Item 7.01. Regulation FD Disclosure.

 

On May 5, 2026, the Company issued a press release relating to the Blue Cloud Agreement and the planned Divestiture and first posted a related presentation. Copies of the press release and presentation are attached as Exhibits 99.1 and 99.2, respectively, to this Current Report on Form 8-K.

 

The information included in this Item 7.01, including Exhibits 99.1 and 99.2, shall not be deemed to be “filed” for purposes of Section 18 of the Securities Exchange Act of 1934, as amended (the “Exchange Act”), or otherwise subject to the liability of that Section, nor shall such information be deemed incorporated by reference into any filing under the Securities Act of 1933, as amended, or the Exchange Act, except as shall be expressly set forth by specific reference in such filing.

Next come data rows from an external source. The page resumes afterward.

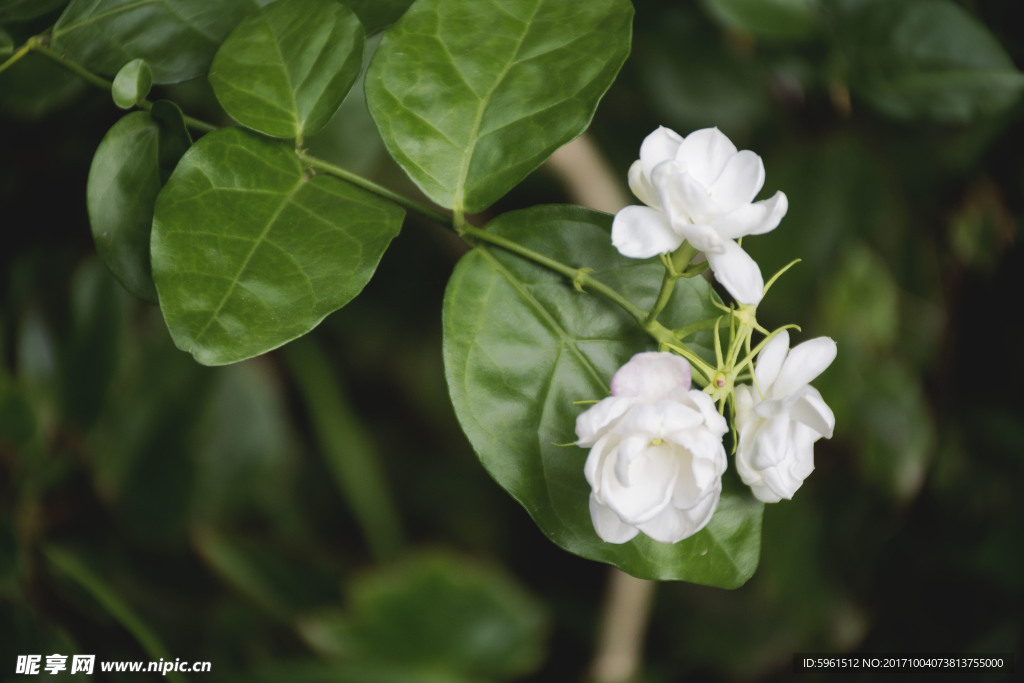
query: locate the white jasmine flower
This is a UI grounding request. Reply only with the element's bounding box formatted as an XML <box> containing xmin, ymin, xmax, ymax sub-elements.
<box><xmin>611</xmin><ymin>127</ymin><xmax>788</xmax><ymax>304</ymax></box>
<box><xmin>577</xmin><ymin>352</ymin><xmax>728</xmax><ymax>543</ymax></box>
<box><xmin>736</xmin><ymin>332</ymin><xmax>836</xmax><ymax>503</ymax></box>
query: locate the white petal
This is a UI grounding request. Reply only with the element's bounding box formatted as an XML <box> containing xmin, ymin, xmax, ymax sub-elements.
<box><xmin>618</xmin><ymin>400</ymin><xmax>703</xmax><ymax>440</ymax></box>
<box><xmin>638</xmin><ymin>126</ymin><xmax>683</xmax><ymax>179</ymax></box>
<box><xmin>673</xmin><ymin>223</ymin><xmax>732</xmax><ymax>255</ymax></box>
<box><xmin>650</xmin><ymin>162</ymin><xmax>725</xmax><ymax>228</ymax></box>
<box><xmin>600</xmin><ymin>445</ymin><xmax>679</xmax><ymax>524</ymax></box>
<box><xmin>754</xmin><ymin>330</ymin><xmax>790</xmax><ymax>389</ymax></box>
<box><xmin>590</xmin><ymin>495</ymin><xmax>640</xmax><ymax>543</ymax></box>
<box><xmin>715</xmin><ymin>193</ymin><xmax>790</xmax><ymax>240</ymax></box>
<box><xmin>583</xmin><ymin>436</ymin><xmax>618</xmax><ymax>499</ymax></box>
<box><xmin>599</xmin><ymin>351</ymin><xmax>690</xmax><ymax>404</ymax></box>
<box><xmin>790</xmin><ymin>387</ymin><xmax>836</xmax><ymax>438</ymax></box>
<box><xmin>708</xmin><ymin>150</ymin><xmax>765</xmax><ymax>212</ymax></box>
<box><xmin>734</xmin><ymin>384</ymin><xmax>760</xmax><ymax>431</ymax></box>
<box><xmin>708</xmin><ymin>241</ymin><xmax>765</xmax><ymax>305</ymax></box>
<box><xmin>676</xmin><ymin>128</ymin><xmax>736</xmax><ymax>187</ymax></box>
<box><xmin>751</xmin><ymin>416</ymin><xmax>791</xmax><ymax>472</ymax></box>
<box><xmin>770</xmin><ymin>339</ymin><xmax>836</xmax><ymax>397</ymax></box>
<box><xmin>609</xmin><ymin>434</ymin><xmax>650</xmax><ymax>486</ymax></box>
<box><xmin>629</xmin><ymin>160</ymin><xmax>662</xmax><ymax>209</ymax></box>
<box><xmin>577</xmin><ymin>396</ymin><xmax>633</xmax><ymax>447</ymax></box>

The information set forth under this Item 7.01 shall not be deemed an admission as to the materiality of any information in this Current Report on Form 8-K that is required to be disclosed solely to satisfy the requirements of Regulation FD.

 

Item 9.01. Financial Statements and Exhibits.

 

(d) Exhibits.

 

Exhibit No.   Description
10.1   Share Swap Agreement, dated as of April 6, 2026, by and among the registrant, Blue Cloud Softech Solutions Limited and AstraBridge Inc.
99.1   Press release of the registrant issued on May 5, 2026.
99.2   Presentation of the registrant first posted on May 5, 2026.
104   Cover Page Interactive Data File (embedded within the Inline XBRL document)

 

 

 

 

SIGNATURES

 

Pursuant to the requirements of the Securities Exchange Act of 1934, as amended, the registrant has duly caused this report to be signed on its behalf by the undersigned hereunto duly authorized.

 

 

  ConnectM Technology Solutions, Inc.